Post mortem. Ice Racing Enterprises leased the speedway in late April of 1960 and built a paved 1,350-foot course for kart racing. Further information on this activity is meager, but karts may have continued racing here through 1962. An aerial photo from 1963 on www.historicaerials.com shows the half-mile track with a smaller oval, roughly 1/5 mile around, in the infield. Allan Brown lists a 1/5-mile dirt oval at Stroudsburg, but contemporary news reports do not mention such a track. Perhaps it was built in 1959 for the Midget racing. Neither the paved road course for karts nor any buildings or seating are evident in the 1963 aerial image. Later aerial photos indicate that the east-west runway of Stroudsburg-Pocono Airport was extended partway across the oval between 1968 and 1992, and new terminal buildings encroached on the south turn. Sole remaining evidence of the speedway today is Airport Road, which follows the former backstretch.

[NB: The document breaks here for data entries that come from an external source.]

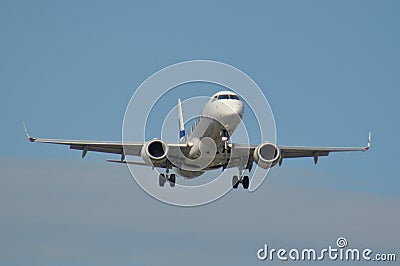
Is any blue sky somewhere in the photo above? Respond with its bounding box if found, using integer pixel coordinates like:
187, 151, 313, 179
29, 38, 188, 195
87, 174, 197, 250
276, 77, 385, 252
0, 1, 400, 265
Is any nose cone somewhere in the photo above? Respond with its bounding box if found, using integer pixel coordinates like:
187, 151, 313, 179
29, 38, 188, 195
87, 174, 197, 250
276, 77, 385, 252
219, 100, 244, 129
224, 100, 243, 118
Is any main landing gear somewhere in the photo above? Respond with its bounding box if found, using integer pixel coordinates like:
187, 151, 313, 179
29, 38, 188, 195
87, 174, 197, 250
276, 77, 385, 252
158, 168, 176, 187
232, 175, 250, 189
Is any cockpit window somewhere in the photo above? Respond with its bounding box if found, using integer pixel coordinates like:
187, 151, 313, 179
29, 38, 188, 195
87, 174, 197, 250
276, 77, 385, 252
213, 94, 240, 100
218, 94, 229, 100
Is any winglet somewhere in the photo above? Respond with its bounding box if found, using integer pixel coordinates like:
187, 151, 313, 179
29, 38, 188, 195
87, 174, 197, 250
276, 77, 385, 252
178, 99, 186, 142
22, 122, 36, 142
364, 131, 371, 151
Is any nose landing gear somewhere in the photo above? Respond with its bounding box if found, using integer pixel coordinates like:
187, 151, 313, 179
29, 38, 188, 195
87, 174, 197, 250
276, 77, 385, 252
232, 175, 250, 189
158, 168, 176, 187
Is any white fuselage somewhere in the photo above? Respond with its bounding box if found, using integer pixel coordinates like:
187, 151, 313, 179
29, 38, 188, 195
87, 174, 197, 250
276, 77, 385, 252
176, 91, 244, 177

         Following its banner 1953 season, Stroudsburg Speedway was primed for long-term success. However, a mid-season management change in 1954 led to the track being closed six weeks and then dropping its relationship with the Liberty club and Nazareth. Available news accounts provide no clues as to why Tom Grbac left Stroudsburg and why the new owners (anonymous) behaved as they did. With Flemington, Nazareth, Orange County, and other regional tracks building their programs during this time period, racers and fans who had patronized Stroudsburg had plenty of alternatives.     

 

 

Sources. Information for this narrative and week-by-week racing results were gleaned from daily newspapers on www.newspapers.com. Primary source is The Pocono Record of Stroudsburg, but race results also appeared in the Morning Call of Allentown, the Times-Tribune of Scranton, and The Plain Speaker of Hazleton. Because spelling of racers’ names in newspapers tends to be erratic, I consulted outside sources, especially Lew Boyd’s “Paved Track Dirt Track”, which covers racing on the Nazareth half-mile, and www.wallycampbell.com, which has photos of many drivers who raced at Stroudsburg. General Internet searches turned up a few more names that appear to be accurate. Mistakes, however, are still likely. Harold Brokhoff or Brokoff, the “Flying Milkman” (actually a dairy farmer), may have lived near either Pottsville or Pottstown, Pennsylvania. One source locates his farm in Schuylkill County, which points to Pottsville.